Marius Niculae

Authors: Viktor Mayer- Schönberger and Kenneth Cukier

Big Data is an easy to read book even for those who are not so familiar with the subject or with its specific terminology such as predictive analytics, quants, causality, correlations, algorithms, datafication, digitalization or exabytes.

According to Viktor Mayer-Schönberger and Kenneth Cukier, “There is no rigorous definition of big data. Initially the idea was that the volume of information had grown so large that the quantity being examined no longer fit into the memory that computers use for processing, so engineers needed to revamp the tools they used for analyzing it all (…). One way to think about the issue today — and the way we do in the book — is this: big data refers to things one can do at a large scale that cannot be done at a smaller one, to extract new insights or create new forms of value, in ways that change markets, organizations, the relationship between citizens and governments, and more.” (Chapter 1, Now, Letting the data speak).

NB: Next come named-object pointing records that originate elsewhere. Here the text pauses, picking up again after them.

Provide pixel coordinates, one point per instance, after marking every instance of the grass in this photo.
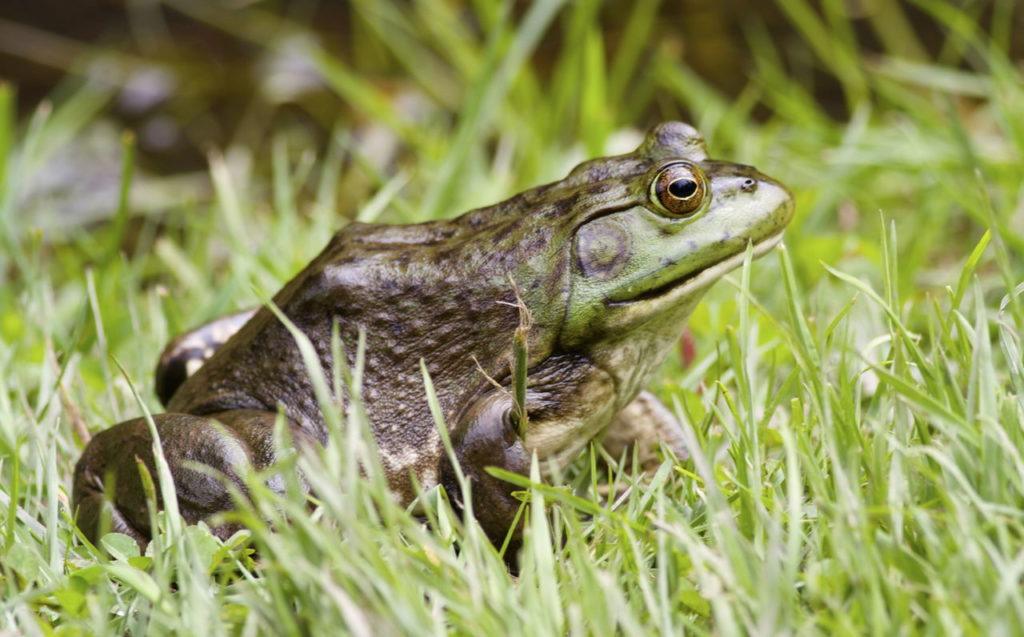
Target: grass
(855, 410)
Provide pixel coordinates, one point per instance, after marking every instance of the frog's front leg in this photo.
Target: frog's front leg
(644, 425)
(229, 442)
(568, 401)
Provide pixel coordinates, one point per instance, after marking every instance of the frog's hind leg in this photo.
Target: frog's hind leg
(228, 442)
(186, 353)
(644, 425)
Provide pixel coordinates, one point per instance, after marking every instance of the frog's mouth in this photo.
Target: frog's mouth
(698, 280)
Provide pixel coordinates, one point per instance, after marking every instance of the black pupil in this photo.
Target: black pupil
(682, 188)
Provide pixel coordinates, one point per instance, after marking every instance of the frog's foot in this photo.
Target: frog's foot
(489, 439)
(228, 442)
(186, 353)
(645, 424)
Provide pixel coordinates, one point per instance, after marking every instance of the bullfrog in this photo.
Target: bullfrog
(596, 272)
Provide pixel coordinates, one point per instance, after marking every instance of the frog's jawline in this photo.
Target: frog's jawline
(702, 279)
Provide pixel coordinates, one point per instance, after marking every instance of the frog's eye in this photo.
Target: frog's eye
(679, 188)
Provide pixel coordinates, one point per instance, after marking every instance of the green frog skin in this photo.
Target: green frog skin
(609, 262)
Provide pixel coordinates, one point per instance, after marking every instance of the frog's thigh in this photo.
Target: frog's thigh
(227, 442)
(644, 424)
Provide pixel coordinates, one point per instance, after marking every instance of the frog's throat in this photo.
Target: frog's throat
(697, 282)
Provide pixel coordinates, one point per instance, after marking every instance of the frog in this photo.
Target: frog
(586, 283)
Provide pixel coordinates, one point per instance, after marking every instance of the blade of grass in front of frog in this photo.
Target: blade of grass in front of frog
(313, 368)
(520, 361)
(168, 496)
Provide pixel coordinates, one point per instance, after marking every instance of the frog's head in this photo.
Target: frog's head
(672, 223)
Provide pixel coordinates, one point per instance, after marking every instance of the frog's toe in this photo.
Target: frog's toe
(206, 456)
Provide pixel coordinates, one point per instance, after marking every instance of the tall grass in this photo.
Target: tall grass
(855, 411)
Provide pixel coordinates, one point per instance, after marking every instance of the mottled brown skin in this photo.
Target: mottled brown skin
(594, 260)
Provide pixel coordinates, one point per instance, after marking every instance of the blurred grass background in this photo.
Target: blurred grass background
(856, 406)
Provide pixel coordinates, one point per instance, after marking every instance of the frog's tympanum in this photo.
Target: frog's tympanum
(609, 262)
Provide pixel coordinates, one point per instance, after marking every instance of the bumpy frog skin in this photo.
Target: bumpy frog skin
(609, 262)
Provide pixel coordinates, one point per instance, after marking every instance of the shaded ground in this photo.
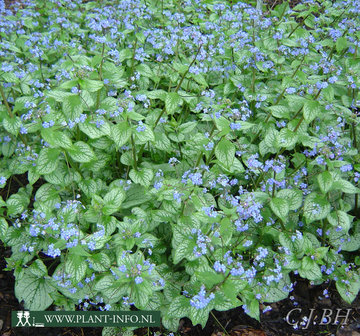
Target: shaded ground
(235, 321)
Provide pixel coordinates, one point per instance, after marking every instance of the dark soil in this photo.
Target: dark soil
(235, 321)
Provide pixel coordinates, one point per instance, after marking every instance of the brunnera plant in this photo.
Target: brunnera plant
(180, 156)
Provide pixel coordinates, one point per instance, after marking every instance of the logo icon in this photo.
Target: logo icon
(26, 316)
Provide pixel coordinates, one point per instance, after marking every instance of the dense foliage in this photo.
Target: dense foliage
(180, 156)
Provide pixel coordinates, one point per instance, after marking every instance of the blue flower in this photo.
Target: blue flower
(200, 301)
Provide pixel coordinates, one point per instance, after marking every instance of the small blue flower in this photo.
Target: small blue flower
(138, 280)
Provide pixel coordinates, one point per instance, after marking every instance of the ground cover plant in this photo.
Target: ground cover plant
(180, 156)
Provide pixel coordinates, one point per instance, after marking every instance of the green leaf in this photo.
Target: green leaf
(345, 186)
(16, 204)
(172, 102)
(59, 96)
(145, 136)
(349, 291)
(157, 94)
(287, 138)
(162, 142)
(3, 228)
(120, 133)
(280, 111)
(292, 196)
(325, 181)
(135, 195)
(310, 269)
(280, 207)
(142, 176)
(187, 127)
(270, 143)
(100, 262)
(90, 84)
(81, 152)
(209, 278)
(72, 107)
(341, 44)
(56, 138)
(12, 125)
(94, 132)
(113, 200)
(179, 307)
(111, 289)
(225, 152)
(47, 161)
(75, 266)
(34, 290)
(144, 70)
(316, 207)
(141, 294)
(311, 110)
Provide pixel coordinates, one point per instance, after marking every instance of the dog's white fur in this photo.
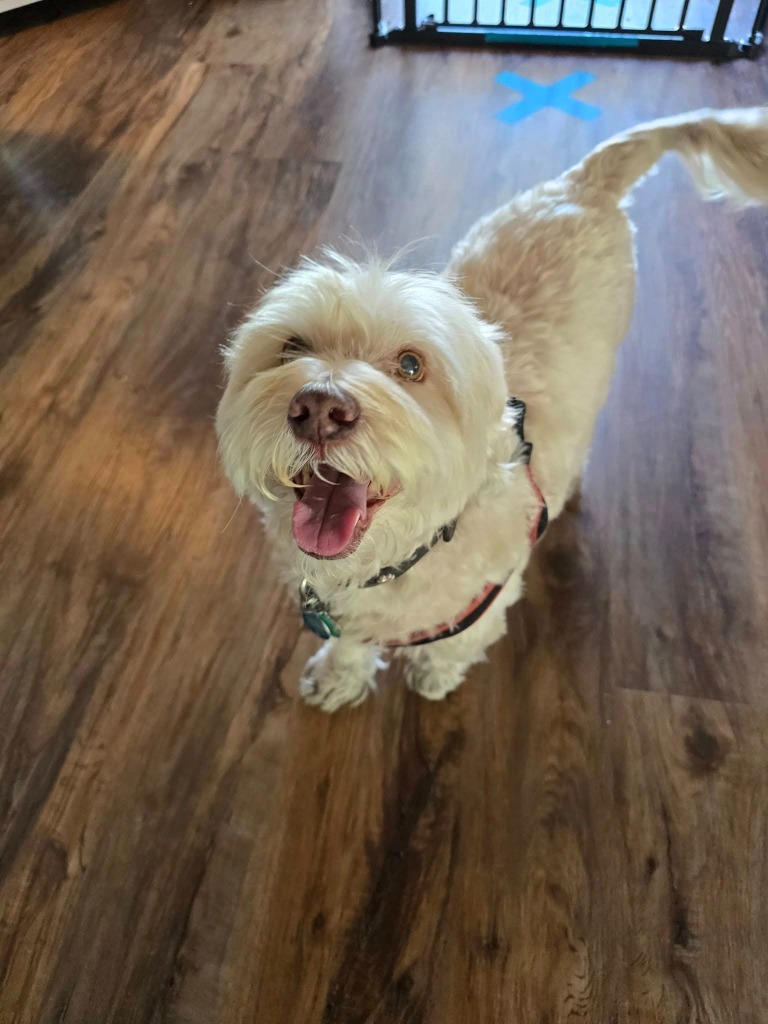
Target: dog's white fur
(535, 302)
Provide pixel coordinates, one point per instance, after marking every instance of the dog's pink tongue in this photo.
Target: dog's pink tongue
(325, 517)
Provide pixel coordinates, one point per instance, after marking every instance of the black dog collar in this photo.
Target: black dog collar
(316, 613)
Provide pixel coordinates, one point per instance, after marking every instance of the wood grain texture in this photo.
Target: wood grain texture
(580, 834)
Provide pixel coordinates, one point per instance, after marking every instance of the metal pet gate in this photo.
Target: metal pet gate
(719, 30)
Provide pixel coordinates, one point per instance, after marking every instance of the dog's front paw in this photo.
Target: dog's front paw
(332, 678)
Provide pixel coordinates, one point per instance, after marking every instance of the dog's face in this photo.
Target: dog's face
(361, 411)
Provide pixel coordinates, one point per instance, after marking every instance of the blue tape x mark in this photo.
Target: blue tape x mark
(536, 97)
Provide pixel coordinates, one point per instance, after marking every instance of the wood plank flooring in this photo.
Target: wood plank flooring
(581, 833)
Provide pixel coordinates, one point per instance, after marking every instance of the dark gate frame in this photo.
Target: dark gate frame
(678, 42)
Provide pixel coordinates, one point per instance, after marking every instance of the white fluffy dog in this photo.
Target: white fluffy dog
(367, 409)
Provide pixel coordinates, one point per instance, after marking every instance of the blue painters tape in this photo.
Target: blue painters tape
(592, 40)
(537, 97)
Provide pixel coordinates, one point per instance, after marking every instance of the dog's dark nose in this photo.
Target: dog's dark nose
(323, 413)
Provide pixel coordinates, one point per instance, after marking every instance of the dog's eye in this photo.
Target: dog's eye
(294, 348)
(410, 367)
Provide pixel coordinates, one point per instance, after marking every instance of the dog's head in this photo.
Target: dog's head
(361, 411)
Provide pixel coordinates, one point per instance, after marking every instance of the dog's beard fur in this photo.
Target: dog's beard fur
(430, 443)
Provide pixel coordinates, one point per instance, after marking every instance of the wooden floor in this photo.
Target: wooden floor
(581, 833)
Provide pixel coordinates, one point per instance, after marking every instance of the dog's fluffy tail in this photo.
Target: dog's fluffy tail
(726, 153)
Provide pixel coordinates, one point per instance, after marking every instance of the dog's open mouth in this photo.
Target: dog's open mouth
(332, 511)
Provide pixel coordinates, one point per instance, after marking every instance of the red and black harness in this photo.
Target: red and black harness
(316, 613)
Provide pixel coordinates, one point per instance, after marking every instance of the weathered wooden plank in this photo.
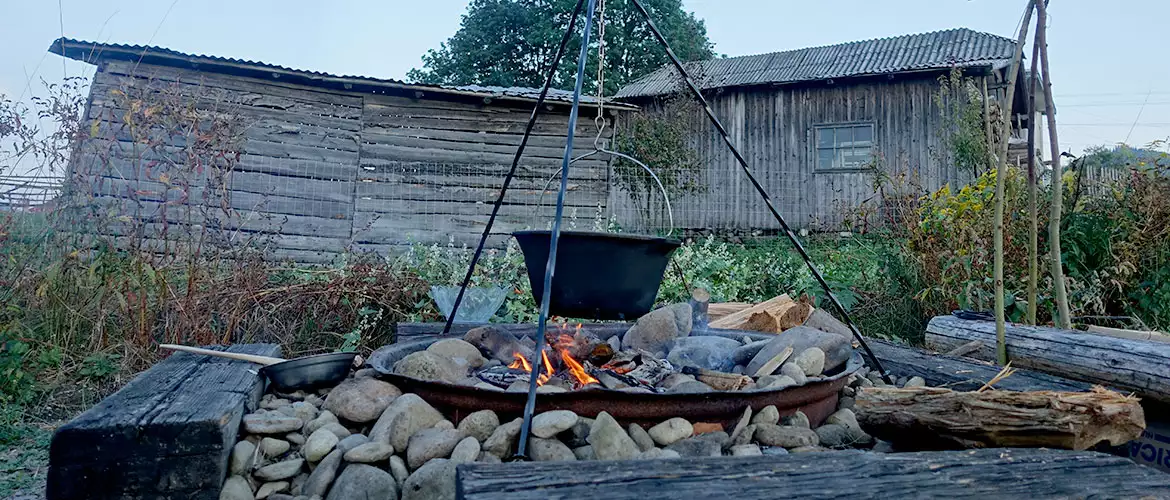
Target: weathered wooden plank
(577, 194)
(229, 82)
(167, 433)
(975, 474)
(1121, 363)
(962, 374)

However, in order to cope with the difficulty of defining big data in a traditional way, the authors come up with a lot of practical example of big data usage covering fields such as health care, transportation, aviation, brokerage, on-line commerce, retail, social networking or automotive industry. Consequently, readers are able to relate to such empiric examples and further encouraged to build their own definition of big data and, at the same time, evaluate the impact of its usage.

While reading the book I have noticed one important aspect that we have to keep in mind when discussing the big data phenomena: big data allows us to evolve from a world based on causality to one driven by correlations. Hence, big data is about predictions, it doesn’t tell us why something happens but what is going to happen. As a result, people are able to make multiple use of the latent value of information contained by big data and change the own nature of their daily life, businesses, markets, and society.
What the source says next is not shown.